Additionally, using AI and machine learning for predictive maintenance and condition sensors to capture real-time wireless monitoring data, such as vibration patterns, it would be possible to predict when a defined threshold value will be breached, allowing maintenance to be planned and scheduled before failure.
The successful proof of concept (PoC) ended three months early because the data collection and automatic contextualization proved exceptionally fast. “The speed was such that if we input data in the evening, the data construction task would be completed by the next morning,” observed Mr. Kiyohide Yoshii, the Head of Maintenance Strategy and AMP Group at Cosmo Oil’s Engineering Department.
After choosing Cognite Data Fusion for its refineries, it was used in August 2023 to build a digital twin of the refinery. The company is now using AI to perform predictive maintenance on rotating machinery abnormalities, and its efforts are improving day by day. The AI identifies issues, generates alerts, and proposes options for resolution.
Extending the value of the platform is Cosmo Oil’s Reliability Center of Excellence (RCoE), a centralized hub for maintenance operations. The integrated monitoring room enables collaborative maintenance by skilled engineers at the plants. Interactive P&IDs and a dashboard dedicated to monitoring rotating machines further elevate productivity.
“By consolidating the three refineries into one virtual space, we can obtain data from Sakai, Chiba, and Yokkaichi, all from the Tokyo headquarters. This allows us to support maintenance operations for all refineries while in Tokyo or enable engineers from Chiba and Yokkaichi to collaborate on troubleshooting in Sakai,” explained Mr.
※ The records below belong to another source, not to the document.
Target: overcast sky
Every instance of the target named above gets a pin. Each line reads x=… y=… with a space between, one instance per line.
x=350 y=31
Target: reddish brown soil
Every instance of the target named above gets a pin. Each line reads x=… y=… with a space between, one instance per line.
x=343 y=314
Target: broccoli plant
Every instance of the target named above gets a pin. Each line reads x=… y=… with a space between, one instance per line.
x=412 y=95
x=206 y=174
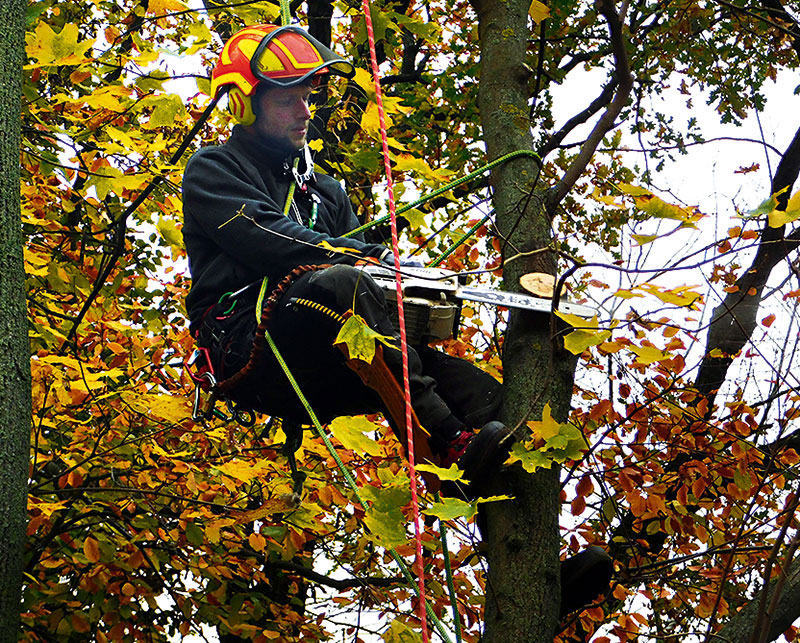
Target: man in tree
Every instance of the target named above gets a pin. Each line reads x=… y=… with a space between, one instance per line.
x=256 y=215
x=255 y=209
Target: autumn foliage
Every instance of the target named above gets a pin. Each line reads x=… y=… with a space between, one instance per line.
x=146 y=525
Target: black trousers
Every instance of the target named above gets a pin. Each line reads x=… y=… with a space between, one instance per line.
x=447 y=393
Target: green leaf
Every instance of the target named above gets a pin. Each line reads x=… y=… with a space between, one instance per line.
x=452 y=473
x=531 y=460
x=387 y=528
x=452 y=508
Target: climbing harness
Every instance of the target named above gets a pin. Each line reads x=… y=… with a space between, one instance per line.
x=201 y=371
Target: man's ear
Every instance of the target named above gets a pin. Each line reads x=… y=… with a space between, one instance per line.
x=241 y=106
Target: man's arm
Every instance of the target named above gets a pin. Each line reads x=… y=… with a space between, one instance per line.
x=222 y=203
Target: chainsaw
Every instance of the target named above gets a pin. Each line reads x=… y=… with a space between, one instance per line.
x=432 y=300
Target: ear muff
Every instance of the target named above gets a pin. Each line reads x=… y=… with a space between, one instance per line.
x=241 y=106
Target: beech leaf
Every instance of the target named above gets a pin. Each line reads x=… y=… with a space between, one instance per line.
x=360 y=339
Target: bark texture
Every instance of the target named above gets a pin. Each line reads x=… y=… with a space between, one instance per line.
x=15 y=400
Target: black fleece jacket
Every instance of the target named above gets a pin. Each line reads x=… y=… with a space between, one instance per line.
x=246 y=177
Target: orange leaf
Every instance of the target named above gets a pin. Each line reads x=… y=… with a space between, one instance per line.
x=257 y=541
x=585 y=486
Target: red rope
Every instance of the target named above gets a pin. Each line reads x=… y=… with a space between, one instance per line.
x=418 y=564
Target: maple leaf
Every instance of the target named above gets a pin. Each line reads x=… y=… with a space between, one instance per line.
x=66 y=47
x=352 y=432
x=360 y=339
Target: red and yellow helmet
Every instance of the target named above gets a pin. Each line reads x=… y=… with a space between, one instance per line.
x=279 y=56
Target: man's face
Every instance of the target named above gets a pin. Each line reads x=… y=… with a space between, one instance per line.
x=283 y=115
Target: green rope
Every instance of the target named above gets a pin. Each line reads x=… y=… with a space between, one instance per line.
x=451 y=587
x=352 y=483
x=446 y=188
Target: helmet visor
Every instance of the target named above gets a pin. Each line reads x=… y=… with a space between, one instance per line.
x=289 y=56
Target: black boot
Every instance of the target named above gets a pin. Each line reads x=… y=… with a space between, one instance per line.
x=482 y=456
x=584 y=577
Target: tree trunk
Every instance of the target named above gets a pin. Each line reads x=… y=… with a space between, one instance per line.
x=522 y=595
x=15 y=387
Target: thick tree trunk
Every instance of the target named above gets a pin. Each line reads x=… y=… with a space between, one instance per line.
x=15 y=402
x=523 y=538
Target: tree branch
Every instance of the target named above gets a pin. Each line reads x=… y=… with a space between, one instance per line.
x=335 y=583
x=624 y=84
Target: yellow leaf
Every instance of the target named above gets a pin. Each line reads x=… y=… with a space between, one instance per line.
x=243 y=471
x=579 y=340
x=452 y=508
x=538 y=11
x=47 y=47
x=360 y=339
x=585 y=334
x=410 y=163
x=352 y=432
x=547 y=427
x=171 y=408
x=778 y=218
x=169 y=231
x=213 y=528
x=452 y=473
x=271 y=506
x=162 y=452
x=163 y=7
x=364 y=80
x=370 y=120
x=91 y=550
x=644 y=239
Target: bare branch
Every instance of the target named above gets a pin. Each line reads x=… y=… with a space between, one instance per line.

Yoshii.
Operational gains from predictive maintenance, digital twins, and centralized reliability management
With Cognite Data Fusion, Cosmo Oil realizes savings at multiple levels:
- It slashed the number of work hours spent by engineers on data collection, which previously consumed 70-80% of their time.
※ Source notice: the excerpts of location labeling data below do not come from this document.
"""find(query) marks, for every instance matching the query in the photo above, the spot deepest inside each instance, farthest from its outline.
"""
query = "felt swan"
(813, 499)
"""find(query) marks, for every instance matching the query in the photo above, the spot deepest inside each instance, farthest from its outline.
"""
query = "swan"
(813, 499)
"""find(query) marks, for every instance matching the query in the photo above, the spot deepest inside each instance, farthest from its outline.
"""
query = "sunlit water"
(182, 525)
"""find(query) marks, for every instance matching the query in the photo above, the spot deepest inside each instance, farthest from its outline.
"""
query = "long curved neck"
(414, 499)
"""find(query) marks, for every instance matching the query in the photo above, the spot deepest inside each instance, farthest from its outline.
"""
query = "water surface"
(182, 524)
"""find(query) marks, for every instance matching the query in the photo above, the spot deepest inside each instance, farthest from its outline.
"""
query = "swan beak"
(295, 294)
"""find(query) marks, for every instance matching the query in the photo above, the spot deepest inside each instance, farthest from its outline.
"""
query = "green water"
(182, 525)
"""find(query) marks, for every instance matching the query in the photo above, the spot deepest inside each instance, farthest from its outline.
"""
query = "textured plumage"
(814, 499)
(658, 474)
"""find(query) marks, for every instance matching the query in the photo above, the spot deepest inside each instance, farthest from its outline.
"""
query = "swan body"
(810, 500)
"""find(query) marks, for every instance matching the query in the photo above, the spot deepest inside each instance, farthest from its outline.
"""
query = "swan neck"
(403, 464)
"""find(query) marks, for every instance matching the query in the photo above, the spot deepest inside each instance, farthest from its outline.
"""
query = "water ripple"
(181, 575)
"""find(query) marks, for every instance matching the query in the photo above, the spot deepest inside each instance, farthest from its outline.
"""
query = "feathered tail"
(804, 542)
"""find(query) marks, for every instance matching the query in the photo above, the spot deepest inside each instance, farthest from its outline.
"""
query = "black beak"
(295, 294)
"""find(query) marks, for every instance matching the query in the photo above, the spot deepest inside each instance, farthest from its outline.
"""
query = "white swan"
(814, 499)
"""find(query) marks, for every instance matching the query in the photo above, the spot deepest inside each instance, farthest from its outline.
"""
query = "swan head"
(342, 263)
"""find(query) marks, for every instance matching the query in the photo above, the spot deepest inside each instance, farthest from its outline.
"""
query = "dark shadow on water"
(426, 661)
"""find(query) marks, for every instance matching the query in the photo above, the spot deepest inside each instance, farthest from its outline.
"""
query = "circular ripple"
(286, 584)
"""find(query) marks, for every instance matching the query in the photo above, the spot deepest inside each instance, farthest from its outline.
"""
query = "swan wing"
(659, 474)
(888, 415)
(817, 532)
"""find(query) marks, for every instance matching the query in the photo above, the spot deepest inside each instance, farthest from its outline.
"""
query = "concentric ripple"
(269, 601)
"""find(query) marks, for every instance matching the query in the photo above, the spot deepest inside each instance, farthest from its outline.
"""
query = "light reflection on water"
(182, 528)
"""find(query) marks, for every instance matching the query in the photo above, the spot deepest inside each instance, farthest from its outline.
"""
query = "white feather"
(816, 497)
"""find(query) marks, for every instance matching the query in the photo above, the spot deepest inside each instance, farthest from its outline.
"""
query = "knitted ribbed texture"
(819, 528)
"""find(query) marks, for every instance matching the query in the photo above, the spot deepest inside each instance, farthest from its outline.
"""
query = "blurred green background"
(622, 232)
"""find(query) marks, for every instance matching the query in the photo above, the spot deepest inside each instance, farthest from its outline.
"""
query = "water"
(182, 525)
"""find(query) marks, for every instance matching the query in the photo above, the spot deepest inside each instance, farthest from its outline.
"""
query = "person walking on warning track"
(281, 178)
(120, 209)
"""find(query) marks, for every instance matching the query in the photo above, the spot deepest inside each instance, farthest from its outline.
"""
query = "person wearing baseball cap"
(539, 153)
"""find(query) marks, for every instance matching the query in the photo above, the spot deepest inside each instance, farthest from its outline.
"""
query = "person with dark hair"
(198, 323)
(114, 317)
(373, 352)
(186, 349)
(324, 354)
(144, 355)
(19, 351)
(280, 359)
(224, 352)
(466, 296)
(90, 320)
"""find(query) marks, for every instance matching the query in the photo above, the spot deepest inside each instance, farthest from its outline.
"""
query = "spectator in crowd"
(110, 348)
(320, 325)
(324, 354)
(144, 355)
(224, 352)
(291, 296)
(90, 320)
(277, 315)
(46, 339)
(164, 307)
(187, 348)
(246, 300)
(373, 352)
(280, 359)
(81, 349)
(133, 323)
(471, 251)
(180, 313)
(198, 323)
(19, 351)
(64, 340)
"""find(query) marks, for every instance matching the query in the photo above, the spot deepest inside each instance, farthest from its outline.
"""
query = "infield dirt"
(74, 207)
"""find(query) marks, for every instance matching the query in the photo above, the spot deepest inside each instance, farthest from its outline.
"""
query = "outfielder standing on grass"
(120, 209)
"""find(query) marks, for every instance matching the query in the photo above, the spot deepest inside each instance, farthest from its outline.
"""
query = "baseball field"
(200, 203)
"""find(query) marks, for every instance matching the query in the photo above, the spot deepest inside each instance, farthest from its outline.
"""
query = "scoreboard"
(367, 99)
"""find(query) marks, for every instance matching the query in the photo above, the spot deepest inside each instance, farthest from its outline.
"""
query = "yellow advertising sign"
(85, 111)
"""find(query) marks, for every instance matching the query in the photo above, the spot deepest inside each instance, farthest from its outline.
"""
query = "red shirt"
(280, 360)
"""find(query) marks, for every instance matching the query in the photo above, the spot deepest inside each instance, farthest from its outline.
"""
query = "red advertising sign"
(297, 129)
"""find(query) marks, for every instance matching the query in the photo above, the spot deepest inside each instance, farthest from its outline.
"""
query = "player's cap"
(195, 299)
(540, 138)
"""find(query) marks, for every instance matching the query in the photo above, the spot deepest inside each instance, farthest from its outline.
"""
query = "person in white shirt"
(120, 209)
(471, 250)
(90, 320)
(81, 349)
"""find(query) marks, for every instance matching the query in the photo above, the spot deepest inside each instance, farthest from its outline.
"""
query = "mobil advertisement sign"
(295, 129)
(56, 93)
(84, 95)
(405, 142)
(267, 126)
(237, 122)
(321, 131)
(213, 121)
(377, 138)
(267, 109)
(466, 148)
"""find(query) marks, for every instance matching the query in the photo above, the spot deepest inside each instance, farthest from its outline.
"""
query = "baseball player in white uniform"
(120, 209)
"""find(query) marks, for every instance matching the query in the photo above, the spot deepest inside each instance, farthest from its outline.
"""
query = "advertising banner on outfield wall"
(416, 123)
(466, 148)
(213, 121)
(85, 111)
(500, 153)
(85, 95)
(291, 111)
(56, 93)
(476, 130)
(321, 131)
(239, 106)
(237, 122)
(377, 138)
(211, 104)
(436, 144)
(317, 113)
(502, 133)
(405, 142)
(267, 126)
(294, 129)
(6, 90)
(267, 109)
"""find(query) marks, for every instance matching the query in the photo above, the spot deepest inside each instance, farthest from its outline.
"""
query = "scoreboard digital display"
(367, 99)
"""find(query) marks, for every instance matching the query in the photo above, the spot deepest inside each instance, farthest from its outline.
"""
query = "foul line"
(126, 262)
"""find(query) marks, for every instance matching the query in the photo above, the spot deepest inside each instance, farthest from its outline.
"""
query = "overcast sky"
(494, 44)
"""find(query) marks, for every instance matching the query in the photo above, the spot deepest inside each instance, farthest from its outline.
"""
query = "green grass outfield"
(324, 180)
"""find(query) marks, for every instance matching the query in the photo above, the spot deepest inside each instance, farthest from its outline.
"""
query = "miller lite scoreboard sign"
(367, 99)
- It reduced the effort to format data construction prompts from 1-2 hours per day in the field to 10 minutes from a desk.
- It reduced costly unplanned downtime with remote monitoring and predictive maintenance, allowing repairs to be carried out systematically at the optimal time.
- It introduced immediate data access and reduced from over an hour to about five minutes the time it took to compare and examine the data.
- It reduced reliance on the judgement of experienced engineers to detect degradation and impending failures by enabling data-based decisions.
- It provided immediate insight into field situations from a laptop, increasing the speed and precision of planning asset installations and modifications.
- It minimized the risks associated with hazardous environments by enabling VR capabilities.
“By integrating the vast volumes of data generated daily, we have constructed a comprehensive digital plant for collaborative maintenance,” explained Noriko Rzonca, Chief Digital Officer of Cosmo Energy Holdings. “This digital plant empowers us to apply AI and machine learning to predict the condition of equipment, enabling predictive maintenance. As a result, we are optimizing production processes, enhancing safety, maximizing productivity, and enabling work remotely.”
Looking forward, Cosmo Oil is considering introducing Cognite InRobot to utilize robots in on-site inspection work, furthering the company’s evolution into a more flexible and resilient organization.